Fenicio - o comunque di origine orientale - è un certo tipo di anfora da trasporto commerciale come quella della tomba 614, del Tardo Geometrico I (inv. 168380) e l'altro esemplare, più recente, dalla tomba 513 (inv. 168026); non localizzata con precisione è l'origine di altre e più frequenti anfore da trasporto a forma di ogiva, che studi recenti hanno ipotizzato provenienti da Cartagine. Ne sono esposti al centro della sala, con quelle di tipo fenicio, tre esemplari provenienti dalla necropoli, dove le anfore erano riutilizzate per le deposizioni di neonati e di bambini (sepoltura ad enchytrismos). L'anfora della tomba 339, del Tardo Geometrico II (inv. 167496), reca incisa sulla spalla una grande lettera sinistrosa F e, alla altezza dell'ansa, il segno X.

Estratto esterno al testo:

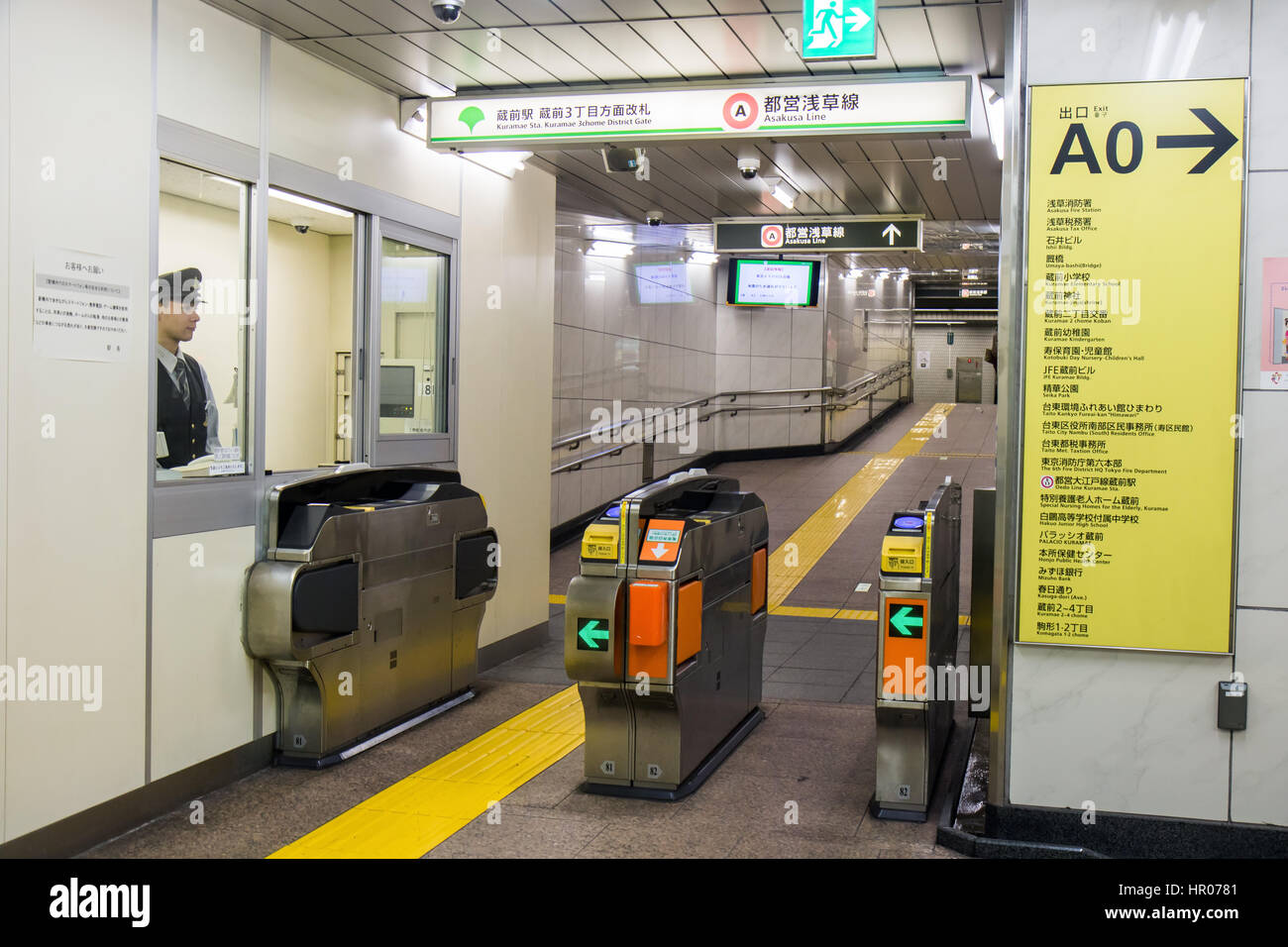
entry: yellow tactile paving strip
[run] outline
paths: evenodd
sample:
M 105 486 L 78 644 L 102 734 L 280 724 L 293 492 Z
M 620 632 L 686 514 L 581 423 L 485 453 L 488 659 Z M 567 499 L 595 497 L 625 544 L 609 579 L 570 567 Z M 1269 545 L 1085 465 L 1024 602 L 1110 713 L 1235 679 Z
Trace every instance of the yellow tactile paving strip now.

Nella vetrina 12 sono esposti oggetti importati da diverse regioni della Grecia. L'origine di questi vasi, apprezzati non solo come contenitori di prodotti, ma anche come raffinati elementi del servizio da tavola, può essere oggi agevolmente riconosciuta in base alla pasta, alla forma ed alla decorazione dipinta.
Molto frequentemente, per due secoli o poco meno, è stata importata a Pithecusae, come in tutto il mondo greco arcaico, la ceramica prodotta a Corinto, che era considerata particolarmente pregevole. Lo stile della sua decorazione dipinta, che cambiò costantemente nel tempo, è stato fatto oggetto di studi approfonditi, che ne hanno stabilito la datazione con notevole precisione; per questa ragione la ceramica corinzia costituisce un prezioso, e spesso disponibile, indicatore cronologico. I suoi vari periodi, detti "Tardo Geometrico Corinzio" (750-725 a.C.), "Protocorinzio Antico" (725-700 a.C.), "Medio" (700-650 a.C.) e "Tardo" (650-625 a.C.) sono tutti ben rappresentati a Pithecusae, tranne il più recente.